Assessment is important both in measuring students' information literacy skills and in understanding how students perceive and value their learning. Online instruction assessment follows the same principles as in-person assessment but modifications are needed in the delivery and collection of assessment data. Below is a list of some best practices related to online assessment:
Tools and strategies used in online assessment often overlap with methods to encouraging students to engage or participate in an online class.
Follow instructional design principles (e.g. Backward Design) to first develop your learning objectives before deciding the assessment method.
Be mindful of the cognitive load an online assessment tool will add to students' learning experience when selecting an online assessment tool as often a simpler, lower tech option can be better than a high tech but complicated option.
The following guides may be helpful in developing an online instruction assessment strategy and putting it into practice.

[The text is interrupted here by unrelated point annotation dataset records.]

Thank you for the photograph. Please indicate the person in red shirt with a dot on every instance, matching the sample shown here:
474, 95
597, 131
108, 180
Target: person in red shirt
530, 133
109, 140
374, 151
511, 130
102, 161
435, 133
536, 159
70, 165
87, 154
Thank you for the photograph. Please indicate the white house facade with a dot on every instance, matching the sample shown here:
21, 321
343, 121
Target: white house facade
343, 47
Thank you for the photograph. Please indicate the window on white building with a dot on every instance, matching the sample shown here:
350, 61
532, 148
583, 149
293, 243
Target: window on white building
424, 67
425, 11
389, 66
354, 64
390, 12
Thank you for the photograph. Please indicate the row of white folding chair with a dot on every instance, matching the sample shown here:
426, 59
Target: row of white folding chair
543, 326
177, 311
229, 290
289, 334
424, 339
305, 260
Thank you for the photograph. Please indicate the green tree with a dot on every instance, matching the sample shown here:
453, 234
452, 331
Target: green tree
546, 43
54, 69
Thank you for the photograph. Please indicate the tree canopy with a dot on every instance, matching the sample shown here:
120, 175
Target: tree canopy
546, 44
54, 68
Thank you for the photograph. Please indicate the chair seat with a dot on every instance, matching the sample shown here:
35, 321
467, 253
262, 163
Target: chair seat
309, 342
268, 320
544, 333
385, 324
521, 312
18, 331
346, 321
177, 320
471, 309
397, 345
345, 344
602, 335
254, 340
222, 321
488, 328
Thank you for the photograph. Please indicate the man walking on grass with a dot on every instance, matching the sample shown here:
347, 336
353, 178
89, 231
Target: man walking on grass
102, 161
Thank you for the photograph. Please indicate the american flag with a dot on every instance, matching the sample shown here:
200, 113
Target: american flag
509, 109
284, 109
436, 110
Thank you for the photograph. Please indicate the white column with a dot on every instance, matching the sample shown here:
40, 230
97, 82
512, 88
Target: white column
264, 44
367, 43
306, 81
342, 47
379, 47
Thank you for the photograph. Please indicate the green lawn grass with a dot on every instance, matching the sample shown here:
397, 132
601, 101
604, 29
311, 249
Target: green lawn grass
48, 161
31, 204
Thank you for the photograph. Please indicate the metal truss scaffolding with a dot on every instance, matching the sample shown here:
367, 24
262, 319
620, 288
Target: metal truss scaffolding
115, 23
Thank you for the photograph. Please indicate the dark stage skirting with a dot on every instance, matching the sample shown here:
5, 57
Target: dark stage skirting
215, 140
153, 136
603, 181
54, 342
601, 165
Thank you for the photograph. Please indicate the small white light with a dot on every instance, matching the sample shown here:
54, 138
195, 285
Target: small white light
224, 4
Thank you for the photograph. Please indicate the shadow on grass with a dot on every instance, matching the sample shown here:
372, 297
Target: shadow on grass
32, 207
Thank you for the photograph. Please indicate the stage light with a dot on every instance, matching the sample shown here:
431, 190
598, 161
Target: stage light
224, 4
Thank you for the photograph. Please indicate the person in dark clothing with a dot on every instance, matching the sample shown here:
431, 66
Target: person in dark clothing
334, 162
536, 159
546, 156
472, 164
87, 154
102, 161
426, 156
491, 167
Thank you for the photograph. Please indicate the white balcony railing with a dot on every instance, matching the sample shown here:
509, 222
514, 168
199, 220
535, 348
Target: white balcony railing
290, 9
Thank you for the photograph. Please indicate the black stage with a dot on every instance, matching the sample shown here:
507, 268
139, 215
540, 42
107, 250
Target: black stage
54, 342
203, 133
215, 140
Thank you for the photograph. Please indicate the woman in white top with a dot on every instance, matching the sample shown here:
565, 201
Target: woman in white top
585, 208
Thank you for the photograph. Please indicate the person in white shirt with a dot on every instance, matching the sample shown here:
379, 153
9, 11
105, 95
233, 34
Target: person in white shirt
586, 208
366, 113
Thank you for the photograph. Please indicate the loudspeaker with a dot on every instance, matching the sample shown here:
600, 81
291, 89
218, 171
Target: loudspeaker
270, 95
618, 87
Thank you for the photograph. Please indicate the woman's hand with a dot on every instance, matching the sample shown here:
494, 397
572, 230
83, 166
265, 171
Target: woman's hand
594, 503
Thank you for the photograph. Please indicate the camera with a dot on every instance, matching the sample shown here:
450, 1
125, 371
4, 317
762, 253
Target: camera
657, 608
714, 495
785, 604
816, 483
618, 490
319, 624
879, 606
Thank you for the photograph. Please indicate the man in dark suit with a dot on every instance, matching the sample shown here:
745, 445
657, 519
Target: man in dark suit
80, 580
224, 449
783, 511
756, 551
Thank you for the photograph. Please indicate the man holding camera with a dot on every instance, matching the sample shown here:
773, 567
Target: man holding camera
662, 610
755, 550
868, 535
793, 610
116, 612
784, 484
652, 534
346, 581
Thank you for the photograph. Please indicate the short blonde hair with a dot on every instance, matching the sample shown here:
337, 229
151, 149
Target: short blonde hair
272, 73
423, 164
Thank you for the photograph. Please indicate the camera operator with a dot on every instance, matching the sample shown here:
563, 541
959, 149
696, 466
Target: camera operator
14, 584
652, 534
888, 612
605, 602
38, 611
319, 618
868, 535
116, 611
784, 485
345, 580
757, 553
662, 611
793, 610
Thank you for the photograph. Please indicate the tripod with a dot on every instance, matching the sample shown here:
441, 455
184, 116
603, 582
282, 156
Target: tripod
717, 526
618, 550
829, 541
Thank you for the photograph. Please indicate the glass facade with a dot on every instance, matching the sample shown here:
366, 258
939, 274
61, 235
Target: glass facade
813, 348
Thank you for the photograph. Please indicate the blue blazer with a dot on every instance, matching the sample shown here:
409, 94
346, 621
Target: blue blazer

Emory: Covers different assessment techniques and discusses indirect and direct assessment (called satisfaction and competency assessment elsewhere). Organizes direct assessment section into pre-assessment, formative assessment, and summative assessment, and offers a variety of examples.
University of Iowa: Divides into satisfaction-based assessment, competency-based assessment, and instruction-based assessment, and provides examples of tools and strategies.
University of West Florida: Outlines and provides examples for different assessment activities such as minute papers, quizzes, in-class observation, etc.